Getting Into the Software Industry
Posted by Dylan Beattie on 23 July 2024 • permalinkI got this LinkedIn message the other day:
Hi Dylan,
I am a recent high school graduate and I learnt and developed a love and passion for programming through all of your conferences at ndc, art of code and plain text were definitely my favourites.
I’m wondering how I can try to get into the software industry as I’m given to understand it is quite saturated. Most of my experience in recent times is in low level development but I love all forms of software. Any advice is greatly appreciated
and, well, I figure there’s maybe a few other people out there who might appreciate my advice on this, so here goes.
Caveats: I’m an able-bodied English-speaking cishet white guy, which means I get to play life on the easiest difficulty setting. It’s also coming up on three decades since I was a high school graduate, and the last time I had a job interview, one of the questions was about WAP phones.
“Getting into tech” boils down to exactly three things:
- You have something to offer
- Somebody needs that thing
- That person knows who you are and what you can do
First, you have something to offer.
What can you do? What problems do you know how to solve? People often ask me how to get into programming, or how to “learn to code”… I say build something. Finish it, then build something else. Create a website for your friend’s band. Build Tetris. Write a ray-tracer. Write an adventure game. Write a Sudoku solver. Download all the data from IMDB and build a tool that’ll play “Six Degrees of Kevin Bacon”.

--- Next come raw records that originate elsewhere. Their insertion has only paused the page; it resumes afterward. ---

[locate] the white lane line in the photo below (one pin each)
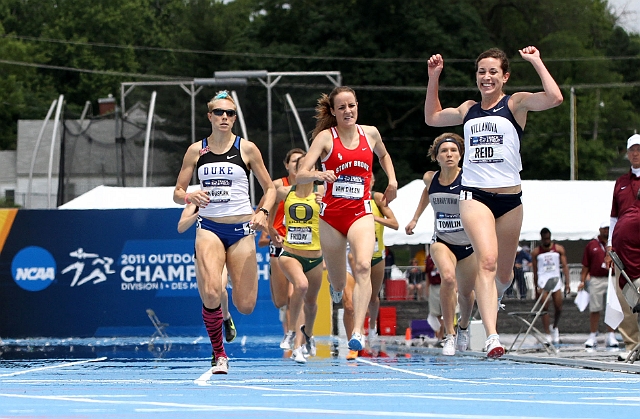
(492, 383)
(203, 380)
(457, 397)
(68, 364)
(170, 406)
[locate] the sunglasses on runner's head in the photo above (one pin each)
(218, 112)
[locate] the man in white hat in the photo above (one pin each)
(594, 278)
(625, 197)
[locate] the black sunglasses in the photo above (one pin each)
(218, 112)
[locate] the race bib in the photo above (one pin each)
(348, 187)
(219, 190)
(448, 223)
(486, 149)
(299, 235)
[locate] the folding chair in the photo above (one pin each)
(528, 319)
(631, 293)
(160, 327)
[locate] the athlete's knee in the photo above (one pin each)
(448, 280)
(488, 263)
(362, 269)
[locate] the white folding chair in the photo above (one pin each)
(528, 319)
(631, 293)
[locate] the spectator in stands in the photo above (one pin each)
(625, 198)
(548, 259)
(415, 281)
(432, 291)
(523, 260)
(594, 278)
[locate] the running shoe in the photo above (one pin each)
(356, 343)
(229, 330)
(462, 339)
(221, 366)
(611, 340)
(310, 344)
(449, 347)
(336, 296)
(555, 335)
(493, 347)
(298, 356)
(288, 340)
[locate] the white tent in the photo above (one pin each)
(571, 210)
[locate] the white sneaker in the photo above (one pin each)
(611, 340)
(288, 340)
(310, 343)
(449, 346)
(221, 367)
(493, 347)
(297, 355)
(462, 339)
(592, 341)
(356, 343)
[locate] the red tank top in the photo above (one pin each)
(353, 169)
(278, 220)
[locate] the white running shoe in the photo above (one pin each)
(449, 346)
(221, 367)
(592, 341)
(336, 296)
(493, 347)
(310, 342)
(297, 355)
(288, 340)
(356, 343)
(462, 339)
(611, 340)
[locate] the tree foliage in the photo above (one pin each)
(371, 42)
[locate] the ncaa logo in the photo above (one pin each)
(33, 268)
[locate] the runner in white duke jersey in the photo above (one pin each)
(490, 204)
(451, 249)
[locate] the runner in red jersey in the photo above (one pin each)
(347, 198)
(346, 151)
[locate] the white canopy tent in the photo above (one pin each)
(571, 210)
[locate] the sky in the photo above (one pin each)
(631, 19)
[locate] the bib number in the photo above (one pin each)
(348, 187)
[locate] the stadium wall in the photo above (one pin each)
(93, 273)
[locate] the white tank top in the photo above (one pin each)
(492, 147)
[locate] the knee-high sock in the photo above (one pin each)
(213, 322)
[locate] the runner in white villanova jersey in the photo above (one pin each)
(451, 249)
(490, 200)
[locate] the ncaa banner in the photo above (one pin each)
(91, 273)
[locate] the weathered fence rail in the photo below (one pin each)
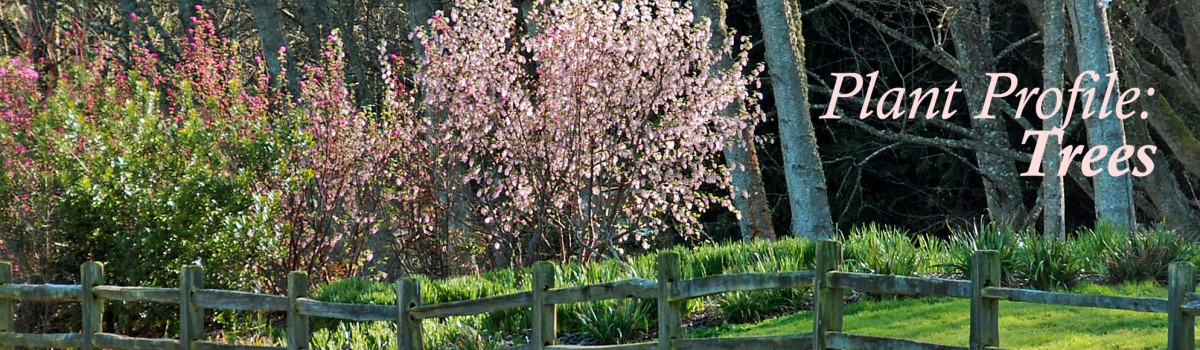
(670, 290)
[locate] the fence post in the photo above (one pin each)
(984, 311)
(670, 313)
(6, 314)
(828, 299)
(408, 330)
(191, 318)
(545, 318)
(298, 324)
(91, 273)
(1181, 325)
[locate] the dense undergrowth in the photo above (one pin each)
(1104, 255)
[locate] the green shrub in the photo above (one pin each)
(881, 249)
(989, 236)
(1093, 245)
(1050, 264)
(355, 336)
(1145, 254)
(616, 321)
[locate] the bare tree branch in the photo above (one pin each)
(939, 55)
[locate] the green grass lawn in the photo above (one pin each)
(1021, 325)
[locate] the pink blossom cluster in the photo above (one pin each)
(598, 127)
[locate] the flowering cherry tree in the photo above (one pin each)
(589, 130)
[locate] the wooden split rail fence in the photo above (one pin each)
(670, 290)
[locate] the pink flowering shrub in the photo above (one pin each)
(149, 168)
(595, 132)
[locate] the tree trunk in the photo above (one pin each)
(313, 18)
(1189, 23)
(1162, 187)
(1093, 47)
(747, 188)
(355, 67)
(270, 35)
(970, 25)
(802, 164)
(1053, 201)
(186, 12)
(453, 222)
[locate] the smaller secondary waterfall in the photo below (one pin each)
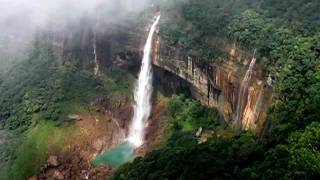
(142, 94)
(243, 93)
(96, 63)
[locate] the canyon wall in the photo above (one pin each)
(218, 84)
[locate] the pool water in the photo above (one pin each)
(117, 156)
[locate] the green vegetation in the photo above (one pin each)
(33, 152)
(188, 114)
(36, 97)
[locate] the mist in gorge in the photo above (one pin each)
(106, 89)
(22, 20)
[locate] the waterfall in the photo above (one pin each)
(243, 93)
(96, 63)
(142, 94)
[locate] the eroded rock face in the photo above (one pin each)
(218, 84)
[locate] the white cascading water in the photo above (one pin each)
(96, 63)
(243, 93)
(142, 94)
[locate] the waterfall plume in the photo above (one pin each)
(142, 94)
(243, 93)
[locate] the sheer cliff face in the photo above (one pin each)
(218, 85)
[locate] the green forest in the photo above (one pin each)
(286, 34)
(37, 94)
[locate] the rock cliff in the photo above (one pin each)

Like Jeff Atwood once said: do it in public. Get used to the idea of putting stuff out there which isn’t perfect. Software is never finished, so learn how to tell when it’s good enough to release, and when it’s good enough to put to one side for a while and pick up the next thing.

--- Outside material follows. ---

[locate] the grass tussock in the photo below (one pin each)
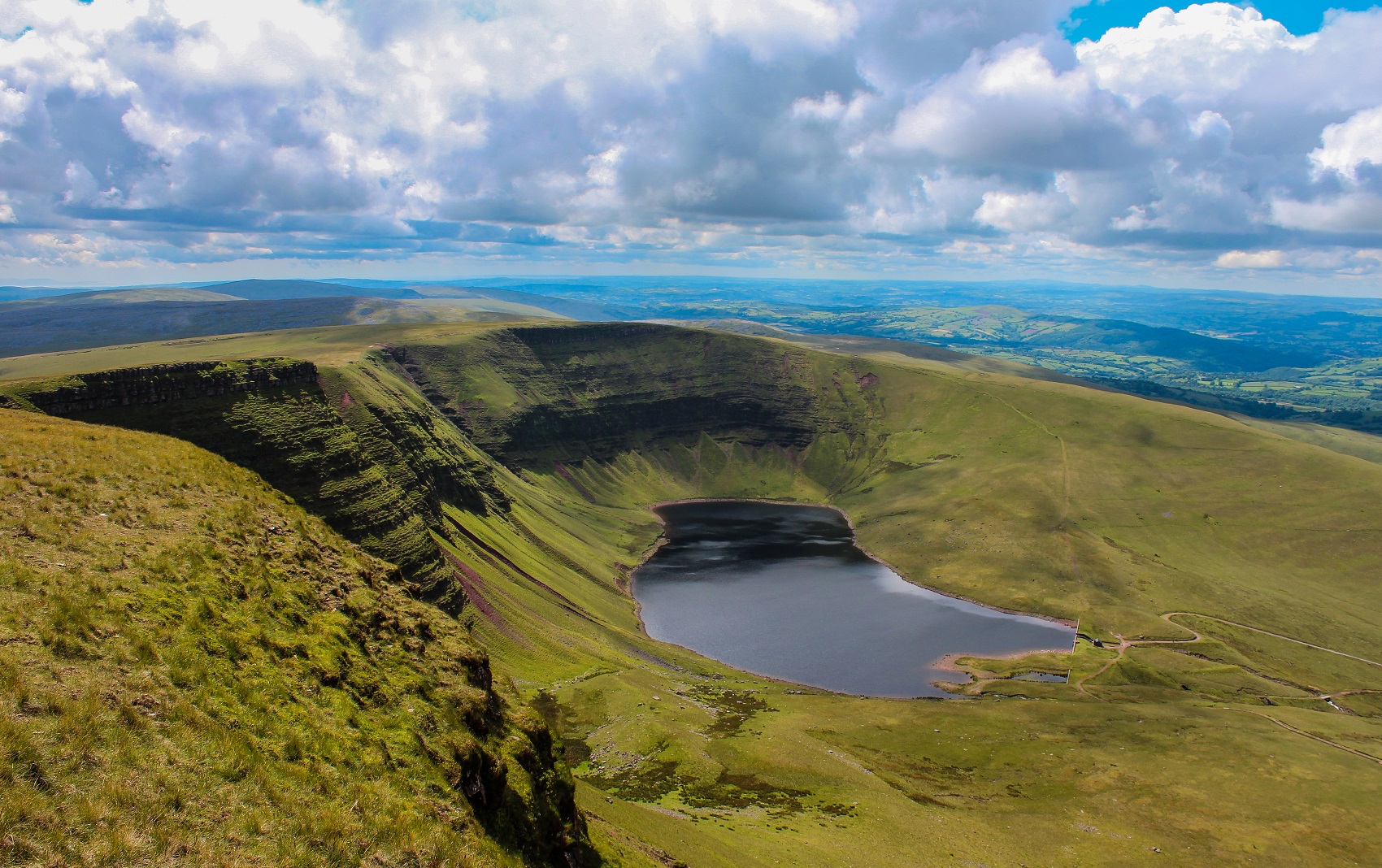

You also need to realise that it never ends. When I first started programming, when I was about eight years old, I spent hours every week learning how to make the computer do stuff I’d never done before. Nearly forty years later, I still spend hours every single week learning how to make the computer do stuff I’ve never done before. There’s no point where you get to stop and go “that’s it, I’m done. I know programming now. I can stop learning.” Technology is a vast, constantly evolving landscape of problems and solutions, tools, patterns, ideas: some of those turn out to be timeless, some of them will be gone by the weekend.
Second: somebody needs that thing
You want to do this for money? Look at who has money, and what problems they’ve got.